The baby is crying now. The mother stands to shush him, walks in back-patting circles around the room but this only makes him cry louder, and Bren glances at them, then at the signs on the wall, the double doors to the specialist unit before he looks back at Nora.

Why, uh, he says. Why are we here?

Robin had a headache, Nora tells him.

Bren frowns.

He’s had a headache for a few days and he was going to meet me at the registry office, Nora says, and her voice is measured, somehow, robotic, but then they called me here.

Is he … all right?

I don’t know, she says. And then she says it again, less measured, this time: I don’t know.

Bren’s frown deepens. Please go, she is about to say, please, Robin cannot see you here, today of all days – but it is as she is about to say this that a doctor comes down the hall and her heart is in her mouth with her stomach, because his eyes are not the eyes of a person who has something good to share.

She floats out of her body as she decides this.

Out of her embroidered wedding dress.

There is a slow, illuminated moment as realisation dawns, as it had on Robin yesterday in their garden shed.

As he saw, finally, what she’d wanted him to see – but with eyes that have not been his own, these past few weeks, now that she thinks about it.

The way they’d look at her, sometimes, like he did not know her.

I don’t recognise you, Nora. Angry outbursts, you’re being a child, extreme exhaustion, he’s out cold.

But things have seemed hard and strange of late, weddings are hard, relationships are hard, and he is stressed and tired and she’s both these things too, and that’s normal, isn’t it, that’s life.

This is a blip. A story they will tell on their anniversaries, remember when you got a headache and it turned out to be a brain bleed, madness, total madness, I love you, d’you want the last dumpling, and the doctor looks at her as she thinks all of this and confirms her name, are you Nora, and then he clarifies Robin’s name, too.

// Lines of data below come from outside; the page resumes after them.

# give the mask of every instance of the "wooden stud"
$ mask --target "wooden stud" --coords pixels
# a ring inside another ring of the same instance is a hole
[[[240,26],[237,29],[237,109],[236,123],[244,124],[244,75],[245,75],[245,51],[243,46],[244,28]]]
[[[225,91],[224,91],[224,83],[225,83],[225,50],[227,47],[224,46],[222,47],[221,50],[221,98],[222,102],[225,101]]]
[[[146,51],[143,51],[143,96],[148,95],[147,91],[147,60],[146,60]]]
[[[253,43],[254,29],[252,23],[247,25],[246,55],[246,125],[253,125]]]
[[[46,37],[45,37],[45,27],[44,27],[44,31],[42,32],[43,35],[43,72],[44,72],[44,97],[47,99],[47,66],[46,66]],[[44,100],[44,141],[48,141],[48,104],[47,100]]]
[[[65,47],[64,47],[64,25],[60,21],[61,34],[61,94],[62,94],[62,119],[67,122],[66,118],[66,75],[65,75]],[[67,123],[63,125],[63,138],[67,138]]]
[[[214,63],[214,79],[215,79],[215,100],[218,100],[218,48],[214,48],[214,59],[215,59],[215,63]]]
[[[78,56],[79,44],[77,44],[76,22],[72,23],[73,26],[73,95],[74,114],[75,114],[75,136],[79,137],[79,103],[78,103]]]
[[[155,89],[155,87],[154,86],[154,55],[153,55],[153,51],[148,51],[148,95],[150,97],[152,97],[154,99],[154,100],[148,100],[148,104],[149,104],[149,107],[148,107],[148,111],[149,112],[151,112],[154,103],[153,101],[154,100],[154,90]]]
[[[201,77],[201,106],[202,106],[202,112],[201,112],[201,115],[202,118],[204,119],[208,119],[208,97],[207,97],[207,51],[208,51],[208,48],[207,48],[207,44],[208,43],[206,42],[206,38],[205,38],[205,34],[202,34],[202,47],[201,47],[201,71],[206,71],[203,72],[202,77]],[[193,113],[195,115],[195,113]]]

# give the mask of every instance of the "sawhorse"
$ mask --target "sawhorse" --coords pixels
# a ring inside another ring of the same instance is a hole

He looks at her, this doctor. As he stands there in his surgical scrubs.

Looks at her and says that after the scans they took him straight into surgery, but there were complications, that the bleed on the brain was more significant than they had anticipated, and he is so very sorry, but that despite their best efforts, Robin has died.

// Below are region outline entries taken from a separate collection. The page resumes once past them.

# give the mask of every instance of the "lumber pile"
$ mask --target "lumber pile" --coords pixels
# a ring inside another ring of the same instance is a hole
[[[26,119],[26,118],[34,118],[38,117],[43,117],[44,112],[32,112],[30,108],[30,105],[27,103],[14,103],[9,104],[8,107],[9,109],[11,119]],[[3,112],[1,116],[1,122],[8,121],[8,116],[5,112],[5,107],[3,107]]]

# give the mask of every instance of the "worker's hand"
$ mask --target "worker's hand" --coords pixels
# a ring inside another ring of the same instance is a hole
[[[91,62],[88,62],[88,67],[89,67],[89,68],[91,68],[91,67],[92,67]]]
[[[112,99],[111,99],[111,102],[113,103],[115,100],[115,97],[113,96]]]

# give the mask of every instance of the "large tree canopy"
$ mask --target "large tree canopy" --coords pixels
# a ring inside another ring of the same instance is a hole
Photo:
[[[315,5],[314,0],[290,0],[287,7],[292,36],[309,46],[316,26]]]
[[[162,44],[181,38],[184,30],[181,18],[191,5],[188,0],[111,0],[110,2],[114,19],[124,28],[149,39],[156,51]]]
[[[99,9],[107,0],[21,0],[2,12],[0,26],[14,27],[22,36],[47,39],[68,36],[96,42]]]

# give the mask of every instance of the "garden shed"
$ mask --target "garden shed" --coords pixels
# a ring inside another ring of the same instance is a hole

There is a moment where nobody moves.

The baby cries. The mother soothes.

Bren touches her, on the elbow.

No, says Nora, shrugging him off. It was just a headache. He said he had a headache.

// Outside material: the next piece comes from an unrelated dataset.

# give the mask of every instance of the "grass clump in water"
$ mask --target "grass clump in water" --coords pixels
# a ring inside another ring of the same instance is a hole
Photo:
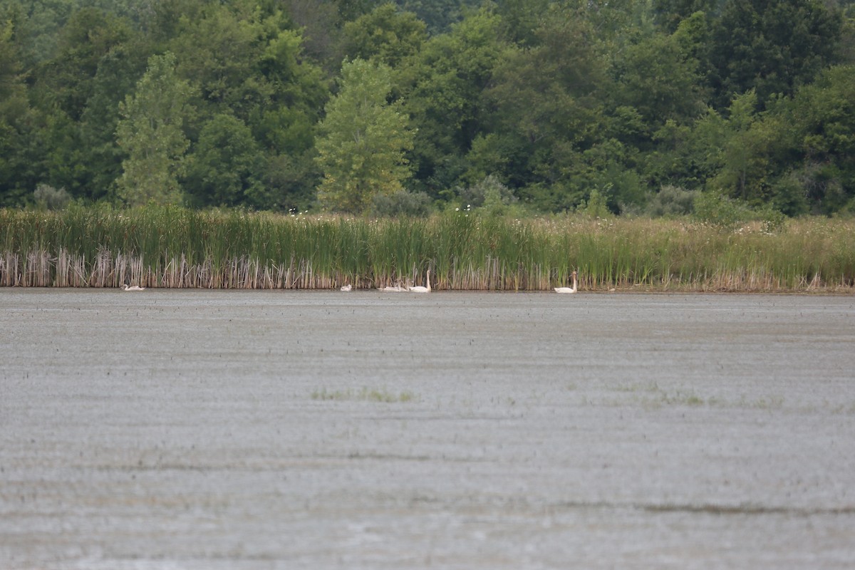
[[[855,220],[372,220],[147,206],[0,209],[0,285],[551,291],[855,290]]]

I am so very sorry, the doctor repeats.

No, she says, he was fine.

I understand this is a tremendous shock, the doctor says. Do you have someone I can call, or is your friend here – he glances at Bren – are you able to see her home? We can –

But we’re getting married, Nora tells the doctor.

She turns to Bren, who is white, and she says it to him, too, as if he needs reminding: we’re getting married.

There was a trauma, the doctor is saying, a trauma that must have occurred days, maybe even weeks ago?

It caused a chronic subdural haematoma. And they could have drained the bleed, they did try, it’s so rare, with a bleed that severe, that he was able to walk himself into A and E like he did, and do you know anything about that, Nora? What might have caused it?

No, Nora is saying, there was nothing, but the truth is she wasn’t paying attention when it mattered.

None of us do, she will realise later, when her world is not falling into the black hole of itself, and this all runs through her head, the reality of what could and might occur because while the small dramas unfold – the family arguments and passing comments and daily pressures of not-dones and what-ifs and maybe-tomorrows – while that all plays out, the big things, the unnamed storms, the unexpected rolling darkness could be hurtling your way and you wouldn’t even know it, wouldn’t ever – until that frozen, light-switch moment standing in a hospital, wearing your wedding dress beside the wrong person – see it coming.